Kein lieto fine für Ariane auf der Baustelle in Naxos. Eine veristische Ariadne auf Naxos an der Opéra Bastille

Eine seltsam verfremdete, aktualisierte Variante des Ariadne Mythos ist in der Bastille zu sehen. Eine Inszenierung, die „Vorspiel“ und „Nachspiel“ radikal trennt und aus der Strauss und Hofmannsthal Oper zwei Stücke macht, die überhaupt nichts miteinander zu tun haben.  Mit dem „Vorspiel“ macht man sich nicht sonderlich viel Mühe: konventionelles Theater auf dem Theater, bei dem die Regie  weder Witz noch Einfälle verschwendet. Wir sind im  Palais eines reichen Herrn zur Winterzeit. Die Komödianten fahren vor und veranstalten vor der Tür wohl zum Aufwärmen eine Schneeballschlacht. Das war auch schon der einzige Gag. Zumindest ist mir sonst nichts Besonderes in Erinnerung geblieben. Es sei denn, man hält den Hinweis auf das Bajuwarische – das Personal trägt bayerische Lederhosen – für besonders gelungen.

Anders als beim „Vorspiel“ verfügt die  Regie im „Nachspiel“  über eine Grundkonzeption. Nach der langen Pause gibt es keine opera seria und erst recht keine Parodie einer opera seria, wie man vielleicht erwarten könnte, sondern eine veristische Oper. Bühnenbild und Kostüme lassen keinen anderen Schluss zu. Aus der „wüsten Insel“ ist ein Platz mit halbfertigen Betonbauten – eine verlassene Baustelle nahe am Strand irgendwo am Mittelmeer geworden. Ariadne, eine Dame mittleren Alters, von  Bühnenerscheinung , Kostüm und Haartracht eher eine nordische Touristin, die wohl in diesem tristen Ort sitzen gelassen worden ist, schläft und träumt auf der halbfertigen Terrasse einer dieser Bauruinen. Drei einfach gekleidete  Frauen (bei Strauss Najade, Dryade und Echo), hier offensichtlich mitleidige Dorfbewohnerinnen, stellen ihr  etwas zu essen hin.
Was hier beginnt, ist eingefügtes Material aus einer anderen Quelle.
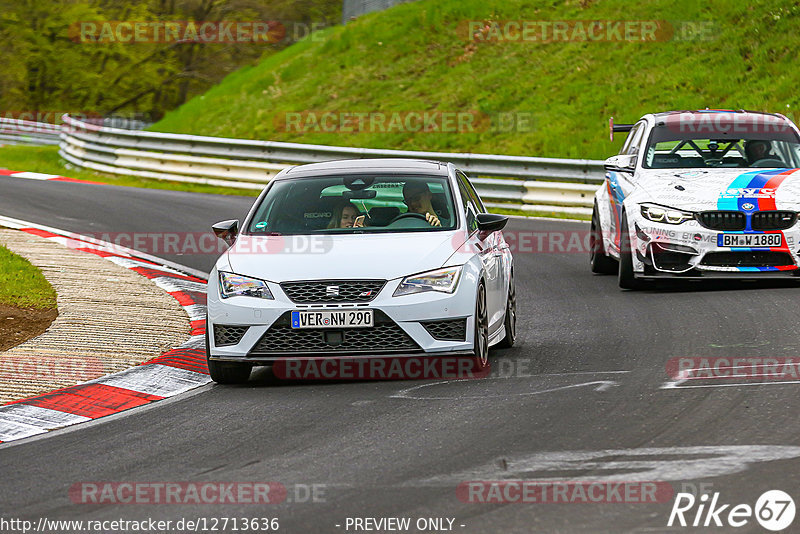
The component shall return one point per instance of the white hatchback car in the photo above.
(360, 258)
(700, 194)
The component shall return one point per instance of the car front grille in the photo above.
(447, 330)
(773, 220)
(722, 220)
(755, 258)
(385, 336)
(228, 334)
(316, 291)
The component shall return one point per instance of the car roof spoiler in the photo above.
(617, 128)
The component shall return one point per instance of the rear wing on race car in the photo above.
(617, 128)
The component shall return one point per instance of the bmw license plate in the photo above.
(750, 240)
(333, 319)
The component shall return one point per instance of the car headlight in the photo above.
(232, 285)
(663, 214)
(441, 280)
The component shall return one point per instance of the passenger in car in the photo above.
(417, 196)
(345, 215)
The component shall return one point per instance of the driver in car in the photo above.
(417, 196)
(756, 149)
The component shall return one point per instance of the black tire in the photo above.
(480, 360)
(598, 260)
(626, 278)
(226, 372)
(510, 322)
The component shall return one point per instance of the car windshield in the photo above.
(722, 140)
(358, 203)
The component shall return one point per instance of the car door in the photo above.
(488, 250)
(620, 184)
Eine kleine Gruppe von Touristen in Strandkleidung (bei Strauss Zerbinetta und ihre Partner) klettern zwischen den Bauruinen herum und versuchen die depressive todessüchtige große Blonde im halb zerrissenen schwarzen Kleid aufzuheitern. „Es ist alles vergebens“  – wie wir noch aus anderen Aufführungen wissen.

Erst mit der Bacchus  Szene verlässt die Regie die veristische, die ‚realistische‘ Ebene, ändert die Grundkonzeption  und setzt auf den Traumdiskurs.  Das Erscheinen des Bacchus ist ein Traum, ein Fiebertraum der sterbenden Ariadne. Eine Traumvision, die sich in Nichts auflöst. Bacchus bringt nicht Befreiung und Rausch, wie es die klassische Variante des Mythos will, sondern den Tod. Die verheißungsvollen Worte: „Ich sage dir, nun hebt sich erst das Leben an für Dich […]“  verkehrt die Regie ins Gegenteil. Mit anderen Worten: sie präsentiert eine radikale Umkehrung des Mythos.

Doch nicht die Inszenierung, mag sie im „Nachspiel“ auch durchaus stringent und überzeugend sein, ist das Besondere an dieser Ariadne in Paris. In der Bastille verfügt man offensichtlich über die Mittel, die großen Opernstars zu engagieren. So waren denn mit Sophie Koch in der Rolle des Komponisten, mit Klaus Florian Vogt als Bacchus und Karita Mattila als Ariadne herausragende Stimmen der internationalen Opernszene zu hören. Wenn man so will: ein Sängerfest in Paris.

Wir sahen die Vorstellung am 6. Februar 2015, die 30. Aufführung in dieser Inszenierung. Die Premiere war laut Programmheft im Jahre 2003.